Many of us have seen the horrible images of forests being cut and burnt. Usually erosion will occur and nutrients will be washed away, making it difficult for reforestation. When bamboo is harvested, roots remain in the soil, securing the soil during the rainy seasons. Hard wood forests should be left for future generations.
When Bamboo is harvested, virtually every bit of the plant is used.
- Chopsticks: 24 billion pairs of chopsticks are used each year. Greenpeace China has estimated that to keep up with this demand, 100 acres of trees needs to be felled every 24 hours. Bring your own chopsticks movement is encouraging to take your own chopsticks to restaurants and only use bamboo.
- Wood: Bamboo can replace the use of wood for nearly every application. Amazing architecture is popping up all over the world and using bamboo for “pull down” festivals is becoming the norm.
Cutlery: With over 6 million tons of nondurable plastics like spoons, knives and plates being thrown away every year, bamboo makes a sensible option. You can now purchase bamboo plates, knives and forks easily on the market. In the right conditions, they only take 6 months to compost, so you make soil as well! You can also find bamboo straws on the market that are way too beautiful to throw away.
- Clothing: Bamboo clothing is becoming more and more popular. Cotton clothing uses lots of pesticides and herbicides. On a super positive note, no fertilizer, pesticides, or herbicides are needed for bamboo to grow. More and more women are turning to bamboo underwear as well.
Bamboo shoots are delicious to eat and have been on the menu for centuries in Asia. There is a reason pandas are so strong. Bamboo shoots contain potassium, which is important for a healthy heart and to maintain normal blood pressure. Bamboo shoots have also been said to balance cholesterol, boost the immune system and provide anti-inflammatory properties.

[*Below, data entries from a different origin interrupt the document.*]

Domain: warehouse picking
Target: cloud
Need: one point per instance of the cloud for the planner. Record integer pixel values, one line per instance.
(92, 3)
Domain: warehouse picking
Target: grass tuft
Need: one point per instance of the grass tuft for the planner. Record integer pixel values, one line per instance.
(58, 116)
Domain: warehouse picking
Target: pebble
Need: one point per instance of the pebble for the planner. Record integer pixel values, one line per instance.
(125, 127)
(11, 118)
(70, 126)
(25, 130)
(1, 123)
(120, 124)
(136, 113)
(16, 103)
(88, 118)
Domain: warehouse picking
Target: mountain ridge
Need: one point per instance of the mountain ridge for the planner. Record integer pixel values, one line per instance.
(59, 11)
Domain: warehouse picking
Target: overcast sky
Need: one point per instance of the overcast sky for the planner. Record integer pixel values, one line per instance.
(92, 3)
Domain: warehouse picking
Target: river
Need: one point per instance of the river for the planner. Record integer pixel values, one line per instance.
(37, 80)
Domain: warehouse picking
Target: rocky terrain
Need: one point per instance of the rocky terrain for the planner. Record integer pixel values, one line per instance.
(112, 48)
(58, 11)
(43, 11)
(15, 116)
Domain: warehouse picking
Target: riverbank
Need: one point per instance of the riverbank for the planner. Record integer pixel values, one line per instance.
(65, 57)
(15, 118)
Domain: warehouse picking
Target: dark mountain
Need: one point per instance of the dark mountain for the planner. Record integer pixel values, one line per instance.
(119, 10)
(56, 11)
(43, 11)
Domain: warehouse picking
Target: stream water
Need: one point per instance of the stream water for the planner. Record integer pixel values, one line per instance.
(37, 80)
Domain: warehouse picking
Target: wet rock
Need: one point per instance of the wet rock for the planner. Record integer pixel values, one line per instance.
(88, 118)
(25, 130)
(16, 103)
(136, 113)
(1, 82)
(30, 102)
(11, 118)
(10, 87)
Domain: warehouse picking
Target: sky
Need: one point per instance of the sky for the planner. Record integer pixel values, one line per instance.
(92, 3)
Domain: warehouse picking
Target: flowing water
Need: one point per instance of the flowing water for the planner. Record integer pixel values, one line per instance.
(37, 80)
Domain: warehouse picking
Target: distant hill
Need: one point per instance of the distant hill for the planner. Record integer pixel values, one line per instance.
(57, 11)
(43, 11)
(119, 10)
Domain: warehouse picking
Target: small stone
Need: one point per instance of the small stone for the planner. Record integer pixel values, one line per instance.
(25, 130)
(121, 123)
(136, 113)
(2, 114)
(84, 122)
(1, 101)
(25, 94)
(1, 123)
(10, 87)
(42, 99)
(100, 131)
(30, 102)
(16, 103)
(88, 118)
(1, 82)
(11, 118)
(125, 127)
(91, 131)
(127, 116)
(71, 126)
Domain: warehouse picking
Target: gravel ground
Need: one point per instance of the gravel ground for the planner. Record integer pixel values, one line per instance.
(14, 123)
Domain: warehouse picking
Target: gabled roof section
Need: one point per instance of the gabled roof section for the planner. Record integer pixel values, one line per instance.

You can buy fresh bamboo shoots from Asian supermarkets. There are several ways to eat bamboo. Fresh can be a little bitter, so I eat it either pickled or in a stir fry.
- Peel then boil fresh bamboo shoots for approximately 20 minutes.
- Chop the bamboo shoots and stir fry with garlic, ginger, chilli, lemongrass and kaffir leaves. Top it off with fresh coriander leaf. Serve it with rice.
If you are now convinced that you want to plant bamboo, do your research first. There are two patterning types of bamboo, clumping and running. Clumping tends to grow slowly and is controllable. Running, is as it says, runs and is really hard to catch up with.
Find the right bamboo for the right job. If you are wanting it for furniture, food, flooring, building materials or live in tropical or arid regions, there is the right bamboo for you.